Republicans argue that the bill is necessary because the Obama Administration has refused to provide information about usage of healthcare.gov and enrollment in new health insurance plans. Heritage Action notes that the bill is "designed to increase transparency in the operation of American Health Benefits Exchanges" in response to security and transparency failures, but believes "the only acceptable solution is to repeal the law entirely and replace it was a market-based, patient-centered alternative."

Some Republicans have also asked for additional information related to Obamacare that is not required in this bill. These Republicans are asking for information about the number of people who have actually paid their first monthly bill and to what degree the enrollees are young, healthy people, versus those who will likely need medical care.

One provision of the bill requires that a list of healthcare navigators be provided, with contact and affiliation information. This is a response to criticism that some navigators have been encouraging people to lie on their enrollment forms to get better deals.
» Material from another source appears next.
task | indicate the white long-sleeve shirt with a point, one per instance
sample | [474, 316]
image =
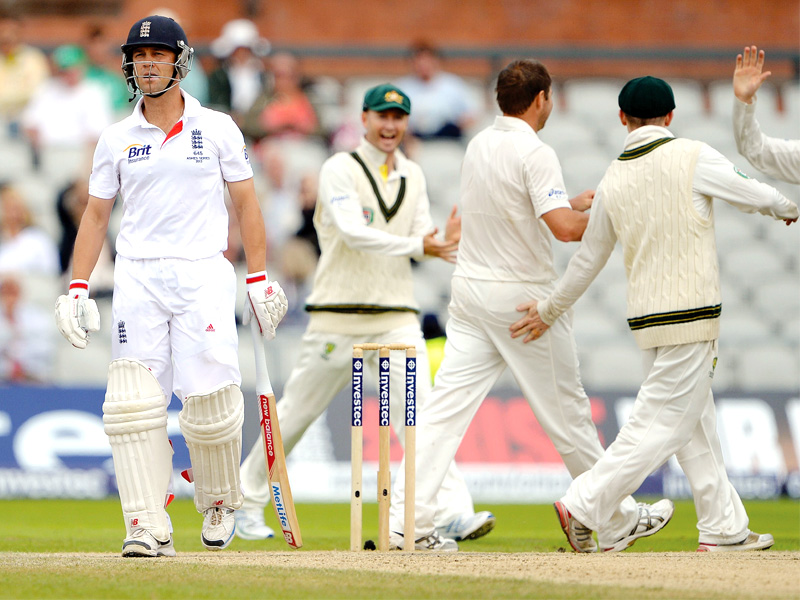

Senator Lamar Alexander, who introduced similar legislation in the Senate, argued in favor of the bill. Alexander noted that "with WikiLeaks and Edward Snowden spilling our beans every day, what's happening on the Obamacare exchanges is the only secret left in Washington... the National Security Administration should learn some lessons from Secretary Sebelius."

Washington Post columnist Greg Sargent wrote that the vote on the Exchange Information Disclosure Act would "be partly about reassuring the base that GOP leaders are still taking the fight to Obamacare, dammit!!!" Sargent argued that the bill was "a political attack coming from a party that wants to see the law fail," even if some people would be interested in the actual data.